Second Sunday of Advent. Fr Mark Edney sympathises with those who yearn for a new world.Many today could sure use hearing the words God speaks to the prophet Isaiah:

Be comforted, be comforted my people!

Though most of us are not experiencing the tribulations ancient Israel had to live through, there is plenty enough distress in human lives these days. Plenty enough reason for us to need to be comforted. Economic systems teeter on the brink of collapse. Political systems (or, at least, the politicians in charge of them) no longer seem adequate to the task. The old are not sure of their pensions. The young cannot find jobs. People are at risk of losing their homes.

We do not have to look only to God’s prophets to hear apocalyptic warnings in our day. We have been exiled from our usual ‘comfort zone’, exiled from the familiar comforts of a taken-for-granted prosperity. Old certainties have given way to new anxieties. It would be easy to respond with a false optimism, the kind that agitates protests but changes nothing.
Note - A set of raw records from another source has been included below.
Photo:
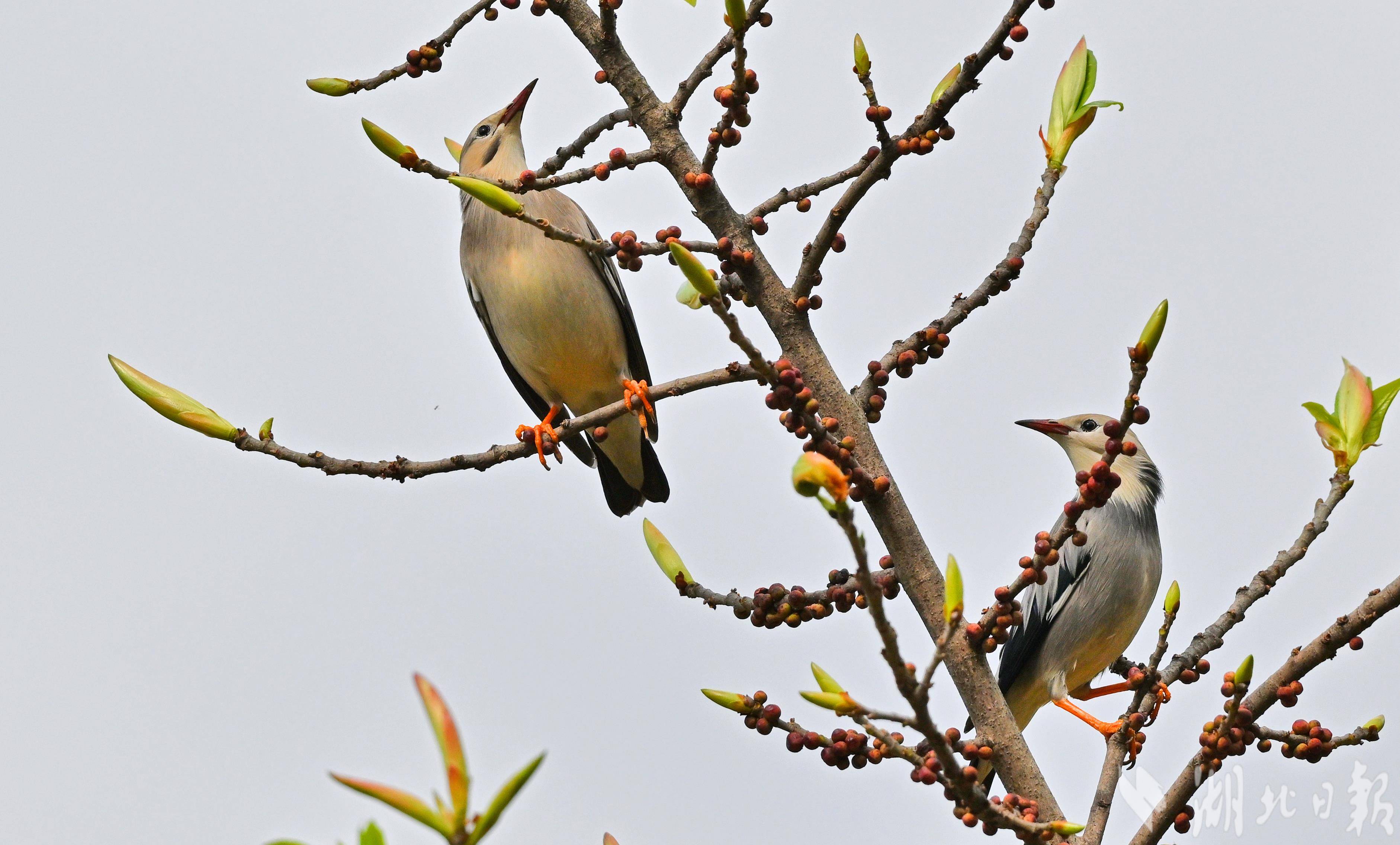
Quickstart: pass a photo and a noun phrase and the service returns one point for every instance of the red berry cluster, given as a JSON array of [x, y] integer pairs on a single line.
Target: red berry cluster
[[1184, 819], [930, 345], [1307, 740], [1191, 676], [1008, 615], [923, 145], [427, 58], [1288, 693], [629, 250], [731, 259]]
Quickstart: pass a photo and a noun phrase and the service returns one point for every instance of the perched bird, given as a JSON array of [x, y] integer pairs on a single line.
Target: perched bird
[[1095, 599], [558, 318]]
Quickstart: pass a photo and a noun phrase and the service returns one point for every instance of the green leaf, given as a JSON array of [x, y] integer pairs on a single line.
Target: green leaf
[[502, 801], [1381, 399], [825, 681], [1322, 415], [372, 836]]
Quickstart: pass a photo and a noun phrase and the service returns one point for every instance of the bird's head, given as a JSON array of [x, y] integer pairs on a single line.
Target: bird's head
[[493, 147], [1083, 440]]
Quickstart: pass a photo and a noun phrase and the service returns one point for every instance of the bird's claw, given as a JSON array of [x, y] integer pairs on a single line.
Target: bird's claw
[[544, 436], [638, 389]]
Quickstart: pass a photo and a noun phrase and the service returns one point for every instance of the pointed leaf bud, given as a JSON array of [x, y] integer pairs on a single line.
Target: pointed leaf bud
[[1070, 108], [953, 591], [688, 296], [491, 195], [863, 59], [409, 805], [815, 472], [450, 745], [664, 553], [841, 703], [502, 801], [696, 273], [943, 84], [1151, 335], [1245, 672], [825, 681], [729, 700], [330, 86], [173, 405], [390, 146], [372, 836], [735, 15]]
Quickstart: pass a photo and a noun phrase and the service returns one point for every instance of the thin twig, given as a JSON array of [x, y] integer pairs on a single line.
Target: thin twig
[[1300, 664], [441, 42], [996, 282], [880, 167], [402, 469]]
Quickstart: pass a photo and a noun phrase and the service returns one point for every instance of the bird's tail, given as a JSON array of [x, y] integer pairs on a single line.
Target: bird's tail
[[623, 499]]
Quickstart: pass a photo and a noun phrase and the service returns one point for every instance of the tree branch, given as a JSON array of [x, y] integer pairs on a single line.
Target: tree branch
[[402, 469], [441, 42], [880, 168], [1300, 664], [927, 340]]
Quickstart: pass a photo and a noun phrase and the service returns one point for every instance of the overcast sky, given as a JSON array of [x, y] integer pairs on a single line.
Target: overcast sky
[[191, 637]]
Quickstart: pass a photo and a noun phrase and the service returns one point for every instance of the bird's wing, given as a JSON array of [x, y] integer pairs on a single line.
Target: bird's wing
[[535, 402], [1039, 608], [636, 357]]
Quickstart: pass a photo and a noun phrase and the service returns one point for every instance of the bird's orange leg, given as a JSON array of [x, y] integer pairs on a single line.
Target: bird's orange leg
[[1105, 728], [538, 436], [1087, 692], [638, 391]]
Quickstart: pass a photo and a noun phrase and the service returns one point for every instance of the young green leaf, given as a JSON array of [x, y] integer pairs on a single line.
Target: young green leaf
[[502, 801]]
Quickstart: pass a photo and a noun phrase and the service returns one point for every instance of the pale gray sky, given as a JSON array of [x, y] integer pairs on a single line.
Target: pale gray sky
[[194, 636]]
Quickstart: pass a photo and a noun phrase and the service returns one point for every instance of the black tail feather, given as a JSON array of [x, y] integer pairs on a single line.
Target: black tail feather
[[654, 485]]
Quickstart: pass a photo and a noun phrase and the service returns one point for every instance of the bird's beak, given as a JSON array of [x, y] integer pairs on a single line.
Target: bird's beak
[[1045, 426], [518, 104]]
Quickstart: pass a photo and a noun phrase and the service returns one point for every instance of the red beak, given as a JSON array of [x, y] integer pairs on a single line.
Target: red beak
[[518, 104], [1045, 426]]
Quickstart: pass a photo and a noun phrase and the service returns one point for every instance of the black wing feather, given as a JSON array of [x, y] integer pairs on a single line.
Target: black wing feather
[[636, 357]]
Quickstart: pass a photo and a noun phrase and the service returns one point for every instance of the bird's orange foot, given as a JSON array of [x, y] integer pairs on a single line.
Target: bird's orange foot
[[638, 392], [544, 436], [1105, 728]]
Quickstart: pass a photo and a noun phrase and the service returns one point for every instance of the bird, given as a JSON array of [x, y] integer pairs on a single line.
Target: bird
[[559, 319], [1092, 604]]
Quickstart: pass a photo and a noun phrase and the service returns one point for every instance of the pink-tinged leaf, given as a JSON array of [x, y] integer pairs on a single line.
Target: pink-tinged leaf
[[1381, 399], [1353, 402], [409, 805], [450, 743]]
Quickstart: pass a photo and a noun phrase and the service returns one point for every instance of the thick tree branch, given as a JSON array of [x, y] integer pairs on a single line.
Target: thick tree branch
[[402, 469], [1300, 664], [891, 514]]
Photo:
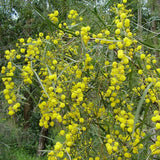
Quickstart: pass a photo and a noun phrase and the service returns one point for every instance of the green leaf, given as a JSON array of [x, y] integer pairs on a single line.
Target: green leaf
[[140, 106]]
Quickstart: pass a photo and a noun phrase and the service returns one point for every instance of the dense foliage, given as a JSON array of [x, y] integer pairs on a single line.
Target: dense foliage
[[99, 88]]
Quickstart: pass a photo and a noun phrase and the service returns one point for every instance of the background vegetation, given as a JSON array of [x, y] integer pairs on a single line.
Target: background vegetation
[[19, 136]]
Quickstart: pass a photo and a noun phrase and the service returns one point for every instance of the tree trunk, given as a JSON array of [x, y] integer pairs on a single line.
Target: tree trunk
[[27, 111]]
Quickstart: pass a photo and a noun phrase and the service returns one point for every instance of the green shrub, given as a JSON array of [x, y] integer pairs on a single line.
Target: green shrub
[[99, 91]]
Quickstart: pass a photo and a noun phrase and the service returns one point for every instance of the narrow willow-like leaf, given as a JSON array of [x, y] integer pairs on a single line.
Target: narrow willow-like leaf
[[39, 80], [140, 106], [148, 45]]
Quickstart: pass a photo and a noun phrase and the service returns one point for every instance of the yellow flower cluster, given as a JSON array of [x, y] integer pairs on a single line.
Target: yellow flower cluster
[[54, 16], [89, 87]]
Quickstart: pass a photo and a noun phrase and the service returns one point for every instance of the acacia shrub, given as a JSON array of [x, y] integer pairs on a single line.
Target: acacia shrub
[[100, 89]]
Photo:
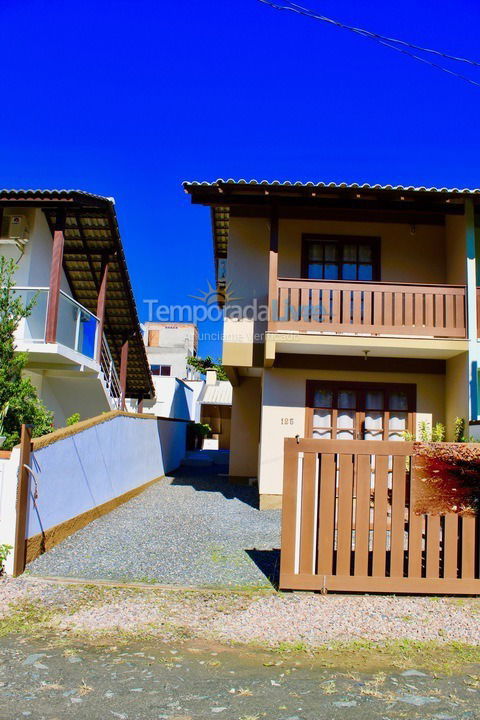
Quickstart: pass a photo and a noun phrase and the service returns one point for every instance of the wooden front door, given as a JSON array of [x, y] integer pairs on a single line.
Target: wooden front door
[[359, 411]]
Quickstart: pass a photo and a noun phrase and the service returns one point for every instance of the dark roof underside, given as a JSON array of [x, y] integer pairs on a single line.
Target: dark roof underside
[[91, 233], [252, 198]]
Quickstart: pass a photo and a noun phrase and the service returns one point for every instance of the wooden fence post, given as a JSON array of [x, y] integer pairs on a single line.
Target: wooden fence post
[[22, 502]]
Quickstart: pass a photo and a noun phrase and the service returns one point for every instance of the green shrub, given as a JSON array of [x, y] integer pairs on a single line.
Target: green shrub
[[4, 553], [24, 405]]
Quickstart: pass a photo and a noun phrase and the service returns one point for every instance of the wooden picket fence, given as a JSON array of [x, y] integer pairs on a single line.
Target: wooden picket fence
[[348, 524]]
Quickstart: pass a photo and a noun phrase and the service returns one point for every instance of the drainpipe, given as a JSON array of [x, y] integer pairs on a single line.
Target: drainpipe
[[472, 308]]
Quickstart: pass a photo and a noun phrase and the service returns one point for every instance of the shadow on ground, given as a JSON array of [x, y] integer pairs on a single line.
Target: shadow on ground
[[268, 562], [215, 479]]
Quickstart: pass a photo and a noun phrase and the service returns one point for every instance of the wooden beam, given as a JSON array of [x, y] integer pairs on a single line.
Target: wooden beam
[[101, 302], [55, 278], [20, 550], [273, 264], [123, 374]]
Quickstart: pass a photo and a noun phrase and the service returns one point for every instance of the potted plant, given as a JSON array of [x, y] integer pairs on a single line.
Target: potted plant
[[3, 413]]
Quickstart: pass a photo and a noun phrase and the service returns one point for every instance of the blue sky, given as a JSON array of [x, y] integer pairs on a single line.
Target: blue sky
[[128, 98]]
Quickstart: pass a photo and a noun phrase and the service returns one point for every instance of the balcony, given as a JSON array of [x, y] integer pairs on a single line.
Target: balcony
[[77, 331], [368, 308], [77, 327]]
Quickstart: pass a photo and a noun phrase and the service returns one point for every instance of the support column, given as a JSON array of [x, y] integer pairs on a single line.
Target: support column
[[473, 346], [273, 309], [123, 373], [19, 560], [101, 302], [55, 278]]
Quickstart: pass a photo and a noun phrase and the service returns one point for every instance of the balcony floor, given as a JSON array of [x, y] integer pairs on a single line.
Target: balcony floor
[[354, 345]]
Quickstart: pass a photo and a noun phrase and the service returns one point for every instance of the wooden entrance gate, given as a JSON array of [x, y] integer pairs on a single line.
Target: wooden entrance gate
[[348, 524]]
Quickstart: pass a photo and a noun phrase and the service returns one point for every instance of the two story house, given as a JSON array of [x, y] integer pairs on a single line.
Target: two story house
[[350, 313], [85, 347]]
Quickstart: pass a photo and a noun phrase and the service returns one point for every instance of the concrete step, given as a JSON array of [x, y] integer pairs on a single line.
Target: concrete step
[[197, 458]]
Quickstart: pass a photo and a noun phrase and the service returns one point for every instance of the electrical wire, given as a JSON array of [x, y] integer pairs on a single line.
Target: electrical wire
[[388, 42]]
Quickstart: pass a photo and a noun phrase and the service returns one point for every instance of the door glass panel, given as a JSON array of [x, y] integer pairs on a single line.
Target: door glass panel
[[373, 434], [322, 419], [346, 419], [398, 421], [331, 272], [322, 434], [365, 272], [349, 271], [374, 400], [374, 420], [345, 435], [365, 253], [398, 401], [347, 399], [323, 398], [350, 253], [315, 251], [331, 252], [315, 271]]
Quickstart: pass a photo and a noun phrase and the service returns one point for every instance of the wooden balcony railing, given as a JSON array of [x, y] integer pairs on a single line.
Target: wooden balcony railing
[[478, 312], [437, 311]]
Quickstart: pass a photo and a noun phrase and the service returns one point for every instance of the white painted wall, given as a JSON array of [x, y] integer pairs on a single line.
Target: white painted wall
[[8, 499], [98, 464], [174, 398]]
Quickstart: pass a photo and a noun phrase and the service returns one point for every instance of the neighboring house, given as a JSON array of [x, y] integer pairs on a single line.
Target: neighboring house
[[168, 346], [215, 403], [177, 385], [370, 327], [84, 343]]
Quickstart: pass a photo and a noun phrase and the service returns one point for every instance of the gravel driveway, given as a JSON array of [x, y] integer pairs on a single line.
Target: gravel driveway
[[195, 528]]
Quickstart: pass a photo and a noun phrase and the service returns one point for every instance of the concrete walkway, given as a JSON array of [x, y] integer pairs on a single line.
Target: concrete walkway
[[41, 679], [194, 528]]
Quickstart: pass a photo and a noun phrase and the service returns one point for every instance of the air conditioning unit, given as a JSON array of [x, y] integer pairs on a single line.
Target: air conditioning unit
[[14, 230], [17, 227]]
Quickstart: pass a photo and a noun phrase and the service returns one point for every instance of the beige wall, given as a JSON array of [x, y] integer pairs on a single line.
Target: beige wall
[[456, 248], [405, 257], [456, 392], [247, 265], [245, 428], [283, 412]]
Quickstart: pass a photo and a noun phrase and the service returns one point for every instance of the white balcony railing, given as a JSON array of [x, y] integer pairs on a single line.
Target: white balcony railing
[[109, 372], [77, 327]]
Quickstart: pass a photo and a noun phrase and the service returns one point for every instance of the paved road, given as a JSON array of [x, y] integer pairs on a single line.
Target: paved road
[[193, 529], [47, 681]]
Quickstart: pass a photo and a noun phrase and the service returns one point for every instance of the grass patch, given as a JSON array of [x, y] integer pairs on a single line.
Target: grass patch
[[26, 617], [364, 655]]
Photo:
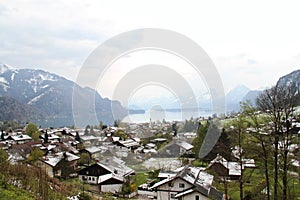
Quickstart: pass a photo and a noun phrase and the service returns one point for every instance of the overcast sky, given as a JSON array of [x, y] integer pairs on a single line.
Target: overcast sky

Everything’s going to turn out fine: when we turn out one government for another or when the politicians put another jumble of laws on the books or when the heads of nations cook up yet another half-baked debt deal.

None of these schemes seems likely to solve our problems. The stock market—that modern barometer of the world’s expectations—oscillates wildly between hope and despair, as one quick-fix solution after another fleetingly evaporates. In spite of the hardship that people are now facing, there is cause for hope. When the status quo becomes intolerable, people look for change. People demand change.

We Christians should give support to the yearnings of a broken world looking for a chance to start afresh, the chance for a new advent.

Yearning such as these must have been why so many people went out to hear the message of John the Baptist. They went into the place of ‘beginnings’ which is what the desert represented. It was there that the people of God were found by him and from there that they were led by him.

There are many these days who promise that a new world is coming. If we profess hope and believe in the possibility of change, they urge, then we can build a new world. The truth is that we cannot build it. We must allow God to build it with us and in us. We are to become the living stones of God’s new creation. As we know, John the Baptist did not flinch from denouncing injustices and demanding righteousness from those who claimed to be leaders of the people. Neither John nor the mightier one coming after him was especially interested in reforming structures or changing systems. They challenged people to change their lives.

This new world, this new kingdom begins not with a change of regime but with a change of heart—that is, with conversion. John tells us ‘your job is to change you and in this way your world will be changed’. Be comforted, be comforted my people! You can begin again; but begin with you.